Выглянув в окно, она понимает, что ее комната расположена в передней части дома – окна выходят на подъездную аллею, ленту шоссе и далекую арку с надписью «ГАЛЛАНТ».
Оливия смотрит вниз, но не видит машины, которая ожидала бы ее, чтобы снова отвезти в Мериланс, только фонтан и в его центре фигуру женщины из светлого камня.
Ханна опускает взгляд на ящик стола: из замка все еще торчит шпилька. Затаив дыхание, Оливия готовится к упрекам, но Ханна только негромко и искренне фыркает.
– Твоя мама тоже была очень любопытной.
Оливия тут же вспоминает, как Эдгар сказал, что Ханна живет в доме дольше всех, и та, наверное, замечает невысказанный вопрос на лице девочки, кивает и говорит:
– Да, я знала Грейс.
Грейс, Грейс, Грейс… – эхом звучит в голове Оливии.
– Мэтью ее не помнит. Он был еще ребенком, когда Грейс нас покинула, но я уже жила здесь, когда она родилась. Я была здесь, когда она убежала. Весь дом – то, что от него осталось, – ждал ее возвращения, но я понимала, этому не бывать.
«Расскажите мне, – знаками показывает Оливия, надеясь, что Ханна прочтет если не по жестам, то по ее глазам, как ей нужно это узнать. – Расскажите всё!»
Ханна с неожиданно усталым видом опускается в кресло, пробегает пальцами по волосам; в каштановых локонах проглядывают серебристые нити. Оливия наливает ей чашку чая, но Ханна только фыркает, пей, мол, сама.
Оливия подносит чай к губам. У него весенний, медово-мятный вкус, она обхватывает чашку руками и слушает рассказ.
– Когда я впервые увидела тебя на пороге, то решила, что ты призрак.
Оливия кивает на свои бледные кисти, но Ханна улыбается и качает головой.

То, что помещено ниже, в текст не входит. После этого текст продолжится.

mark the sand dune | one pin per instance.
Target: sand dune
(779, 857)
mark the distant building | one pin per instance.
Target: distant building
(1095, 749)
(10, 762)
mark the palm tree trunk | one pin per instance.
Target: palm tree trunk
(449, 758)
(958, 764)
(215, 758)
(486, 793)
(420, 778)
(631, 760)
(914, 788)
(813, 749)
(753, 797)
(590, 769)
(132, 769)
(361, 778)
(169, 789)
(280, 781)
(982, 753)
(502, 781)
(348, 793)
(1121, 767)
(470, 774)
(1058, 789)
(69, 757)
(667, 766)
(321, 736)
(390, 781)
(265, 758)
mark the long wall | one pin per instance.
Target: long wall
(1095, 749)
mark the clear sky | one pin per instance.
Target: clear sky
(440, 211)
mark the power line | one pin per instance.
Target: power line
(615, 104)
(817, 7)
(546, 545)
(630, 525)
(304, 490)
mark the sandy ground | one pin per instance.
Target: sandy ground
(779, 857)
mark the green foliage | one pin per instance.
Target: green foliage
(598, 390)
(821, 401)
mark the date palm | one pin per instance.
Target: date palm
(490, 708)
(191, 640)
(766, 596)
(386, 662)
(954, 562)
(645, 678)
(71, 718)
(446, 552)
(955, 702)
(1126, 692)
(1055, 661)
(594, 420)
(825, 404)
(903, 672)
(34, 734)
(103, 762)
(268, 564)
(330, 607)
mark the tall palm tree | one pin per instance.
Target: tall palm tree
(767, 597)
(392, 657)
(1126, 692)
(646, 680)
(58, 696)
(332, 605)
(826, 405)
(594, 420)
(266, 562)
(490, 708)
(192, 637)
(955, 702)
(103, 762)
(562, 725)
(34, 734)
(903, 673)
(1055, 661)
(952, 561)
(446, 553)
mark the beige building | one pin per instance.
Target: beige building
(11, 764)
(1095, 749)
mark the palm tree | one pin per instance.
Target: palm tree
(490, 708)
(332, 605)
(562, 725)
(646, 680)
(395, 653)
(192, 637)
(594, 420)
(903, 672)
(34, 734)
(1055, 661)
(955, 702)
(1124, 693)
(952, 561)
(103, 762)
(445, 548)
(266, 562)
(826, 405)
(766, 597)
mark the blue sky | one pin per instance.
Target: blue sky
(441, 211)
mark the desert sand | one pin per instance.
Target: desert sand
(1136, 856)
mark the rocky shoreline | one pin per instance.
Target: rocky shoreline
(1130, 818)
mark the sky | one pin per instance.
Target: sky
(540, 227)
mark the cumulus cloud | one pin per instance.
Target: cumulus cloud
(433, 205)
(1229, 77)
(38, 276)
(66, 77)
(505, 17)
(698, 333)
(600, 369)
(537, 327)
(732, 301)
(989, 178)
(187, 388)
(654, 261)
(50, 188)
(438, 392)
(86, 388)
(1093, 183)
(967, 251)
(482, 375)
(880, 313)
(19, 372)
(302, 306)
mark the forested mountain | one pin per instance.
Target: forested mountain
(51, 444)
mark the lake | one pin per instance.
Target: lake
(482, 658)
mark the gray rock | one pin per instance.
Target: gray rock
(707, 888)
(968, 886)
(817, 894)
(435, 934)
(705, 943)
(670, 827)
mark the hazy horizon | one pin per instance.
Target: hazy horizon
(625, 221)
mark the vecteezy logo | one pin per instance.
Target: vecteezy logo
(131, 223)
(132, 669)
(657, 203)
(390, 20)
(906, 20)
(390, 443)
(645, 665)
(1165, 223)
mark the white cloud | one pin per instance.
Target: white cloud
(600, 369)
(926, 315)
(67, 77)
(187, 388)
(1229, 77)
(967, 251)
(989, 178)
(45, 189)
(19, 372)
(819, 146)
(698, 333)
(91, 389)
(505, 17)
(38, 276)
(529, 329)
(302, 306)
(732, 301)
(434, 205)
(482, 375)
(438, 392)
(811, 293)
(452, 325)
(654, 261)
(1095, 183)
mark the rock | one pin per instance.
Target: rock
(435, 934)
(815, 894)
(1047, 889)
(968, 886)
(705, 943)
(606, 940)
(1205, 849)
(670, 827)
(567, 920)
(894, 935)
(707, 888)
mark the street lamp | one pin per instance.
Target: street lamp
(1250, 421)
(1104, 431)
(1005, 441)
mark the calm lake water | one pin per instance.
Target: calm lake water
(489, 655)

– Не в том смысле. Просто ты выглядишь в точности как она. Твоя мама. Грейс с детства была своенравная и умненькая. Но здесь она всегда не находила себе места, – сцепив пальцы в замок, говорит Ханна. – Ее собственная мать покинула Грейс в слишком юном возрасте, а потом заболел и отец – она была примерно твоих лет, когда он в течение года скончался. Старший брат Грейс, Артур, находился в отъезде, и весь дом остался в нашем распоряжении – моем и твоей мамы. Так много свободы, и все же Грейс всегда желала большего. Вечно где-то бродила, вечно что-то искала.
У меня была птица. Я держала ее в клетке…
– Сущее наказание, вот кем была твоя мама, да еще дом был слишком велик для нас двоих, вот я и наняла в помощь Эдгара. Вскоре вернулся Артур и привез милую девушку – Изабель, так ее звали, – они поженились в саду. Торт я стряпала сама. Родился Мэтью, а следом и Томас…
Она резко сглатывает, будто хочет взять последние слова обратно.